Autodetection of paths from default gcc also make sense, e.g. in Gentoo one can easily switch active gcc version, and Clang could follow it.

I do hope there was a better motivation for r118382 than that. One can’t
just switch from running

gcc -o foo foo.o

to running

"/usr/bin/ld" --eh-frame-hdr -m elf_x86_64 -dynamic-linker
/lib64/ld-linux-x86-64.so.2 -o foo
/usr/lib/gcc/x86_64-linux-gnu/4.6/../../../crt1.o
/usr/lib/gcc/x86_64-linux-gnu/4.6/../../../crti.o
/usr/lib/gcc/x86_64-linux-gnu/4.6/crtbegin.o
-L/usr/lib/gcc/x86_64-linux-gnu/4.6
-L/usr/lib/gcc/x86_64-linux-gnu/4.6/../../../../lib64 -L/lib/../lib64
-L/usr/lib/../lib64 -L/usr/lib/gcc/x86_64-linux-gnu/4.6/../../.. foo.o
-lgcc --as-needed -lgcc_s --no-as-needed -lc -lgcc --as-needed -lgcc_s
--no-as-needed /usr/lib/gcc/x86_64-linux-gnu/4.6/crtend.o
/usr/lib/gcc/x86_64-linux-gnu/4.6/../../../crtn.o

and call that “not relying on GCC”. Not relying on GCC would mean that I
don’t need to have any parts of GCC installed to use clang. That might be
possible in the bare-metal case, but it doesn’t make sense to talk about
that in the Linux case until clang has its own replacements for
crtbegin.o, crtend.o, libgcc.a, libgcc_s.so, and knows how to find crt1.o,
crti.o, crtn.o, libc.so without backtracking from GCC’s internal paths.

Anders

Hi Anders,

and call that “not relying on GCC”. Not relying on GCC would mean that
I
don’t need to have any parts of GCC installed to use clang. That might
be
possible in the bare-metal case, but it doesn’t make sense to talk
about
that in the Linux case until clang has its own replacements for
crtbegin.o, crtend.o, libgcc.a, libgcc_s.so, and knows how to find
crt1.o,
crti.o, crtn.o, libc.so without backtracking from GCC’s internal paths.

Because of Linux's heavy reliance on GCC anyway (coupled with compilerrt's lack of maturity), this does indeed make sense for Linux.

But the default "Unknown" case, used for baremetal cross-compilation still uses this method also instead of either doing what the *BSDs do which is find as/ld, or even better trying to find an as/ld with the program prefix clang was invoked with (for example "i686-pc-clang" would look for "i686-pc-as").

James

The problem with this is that GCC has a habit of assimilating vaguely-related projects and Linux distributions let it get away with this by not splitting them up again for packaging. For example, the GCC libstdc++ and libobjc do not support building outside of the GCC tree, but they are not specific to GCC - they can be used by other compilers.
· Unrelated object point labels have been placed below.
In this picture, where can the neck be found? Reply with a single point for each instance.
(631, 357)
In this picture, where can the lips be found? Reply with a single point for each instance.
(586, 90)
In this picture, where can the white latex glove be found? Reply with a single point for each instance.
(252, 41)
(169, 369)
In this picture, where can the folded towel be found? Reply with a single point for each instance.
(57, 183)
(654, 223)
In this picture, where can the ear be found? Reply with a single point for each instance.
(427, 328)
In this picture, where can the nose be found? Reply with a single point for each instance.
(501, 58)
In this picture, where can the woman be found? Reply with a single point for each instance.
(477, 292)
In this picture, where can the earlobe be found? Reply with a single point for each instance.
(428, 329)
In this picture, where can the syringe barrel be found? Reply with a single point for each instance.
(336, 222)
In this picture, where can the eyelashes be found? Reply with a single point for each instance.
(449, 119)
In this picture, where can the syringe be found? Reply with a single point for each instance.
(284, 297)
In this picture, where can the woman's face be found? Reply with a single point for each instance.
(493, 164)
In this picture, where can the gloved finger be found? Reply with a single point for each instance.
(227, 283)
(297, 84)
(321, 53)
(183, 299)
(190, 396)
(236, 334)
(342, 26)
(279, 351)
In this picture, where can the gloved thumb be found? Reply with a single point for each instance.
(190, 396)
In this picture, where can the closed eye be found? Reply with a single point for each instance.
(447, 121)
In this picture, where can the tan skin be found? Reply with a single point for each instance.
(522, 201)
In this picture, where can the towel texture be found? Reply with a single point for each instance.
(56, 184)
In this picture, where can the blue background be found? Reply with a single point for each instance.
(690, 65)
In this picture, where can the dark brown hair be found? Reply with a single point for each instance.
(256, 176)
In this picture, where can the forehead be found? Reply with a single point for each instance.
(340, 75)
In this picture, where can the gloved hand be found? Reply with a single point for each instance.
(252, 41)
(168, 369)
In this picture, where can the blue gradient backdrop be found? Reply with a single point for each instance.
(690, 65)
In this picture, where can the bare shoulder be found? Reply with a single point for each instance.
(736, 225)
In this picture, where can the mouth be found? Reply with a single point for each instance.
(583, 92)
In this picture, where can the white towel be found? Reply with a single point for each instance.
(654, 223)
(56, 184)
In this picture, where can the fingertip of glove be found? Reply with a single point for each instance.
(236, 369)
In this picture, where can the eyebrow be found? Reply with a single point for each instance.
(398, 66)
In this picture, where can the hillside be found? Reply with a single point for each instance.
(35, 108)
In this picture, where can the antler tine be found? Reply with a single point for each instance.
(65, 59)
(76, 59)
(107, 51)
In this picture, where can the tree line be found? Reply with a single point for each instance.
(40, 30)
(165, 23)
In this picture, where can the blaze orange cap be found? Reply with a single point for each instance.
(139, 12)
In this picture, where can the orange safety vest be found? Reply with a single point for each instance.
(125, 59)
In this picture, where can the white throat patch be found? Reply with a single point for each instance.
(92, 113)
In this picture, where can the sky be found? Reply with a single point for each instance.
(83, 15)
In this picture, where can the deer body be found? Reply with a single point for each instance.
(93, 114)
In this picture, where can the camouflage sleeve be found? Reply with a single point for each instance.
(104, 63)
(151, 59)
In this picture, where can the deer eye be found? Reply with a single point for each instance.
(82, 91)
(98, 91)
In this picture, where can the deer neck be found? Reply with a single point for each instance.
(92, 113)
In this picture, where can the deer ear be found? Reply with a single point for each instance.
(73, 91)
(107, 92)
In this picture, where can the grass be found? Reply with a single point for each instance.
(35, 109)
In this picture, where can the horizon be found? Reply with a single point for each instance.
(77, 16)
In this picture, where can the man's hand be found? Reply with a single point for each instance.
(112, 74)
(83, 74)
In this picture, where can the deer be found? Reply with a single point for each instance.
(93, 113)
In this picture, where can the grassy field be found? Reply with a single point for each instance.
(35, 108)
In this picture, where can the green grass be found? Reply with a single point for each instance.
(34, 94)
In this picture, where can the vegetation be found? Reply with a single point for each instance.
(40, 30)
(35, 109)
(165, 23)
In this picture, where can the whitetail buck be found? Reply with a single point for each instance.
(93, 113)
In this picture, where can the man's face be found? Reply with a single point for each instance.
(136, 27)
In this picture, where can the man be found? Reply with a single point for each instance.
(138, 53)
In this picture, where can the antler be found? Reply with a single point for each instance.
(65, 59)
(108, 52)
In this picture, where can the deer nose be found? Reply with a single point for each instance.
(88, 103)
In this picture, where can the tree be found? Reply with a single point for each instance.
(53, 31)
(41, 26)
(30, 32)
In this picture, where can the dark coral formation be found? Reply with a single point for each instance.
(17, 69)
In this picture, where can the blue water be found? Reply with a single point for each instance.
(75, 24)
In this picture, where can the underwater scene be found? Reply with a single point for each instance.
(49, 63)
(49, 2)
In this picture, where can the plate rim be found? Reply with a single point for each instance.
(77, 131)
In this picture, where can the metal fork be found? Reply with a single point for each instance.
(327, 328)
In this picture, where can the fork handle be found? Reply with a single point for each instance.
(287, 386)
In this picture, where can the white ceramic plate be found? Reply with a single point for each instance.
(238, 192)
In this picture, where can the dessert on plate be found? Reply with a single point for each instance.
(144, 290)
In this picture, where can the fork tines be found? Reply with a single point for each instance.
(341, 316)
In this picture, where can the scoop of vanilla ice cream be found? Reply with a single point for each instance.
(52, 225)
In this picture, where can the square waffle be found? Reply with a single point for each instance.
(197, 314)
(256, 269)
The BSDs (including OS X) provide their own build system for components like these, so that they can be built and upgraded independently of GCC. Linux distributions tend to go the lazy route and just have one big-fat gcc package that includes a huge mess of stuff that's nothing to do with the compiler (yet, oddly, the do tend to compile the various GCC front ends in different packages).

If you use a system maintained by people who understand the difference between a compiler, a header, and a library, then you can use clang without GCC. If you use a system maintained by people who only install compiler-independent libraries and headers when you happen to install a compiler, and place these headers and libraries in a package-version-dependent location that is hard-coded into the compiler, then you are going to have problems.

David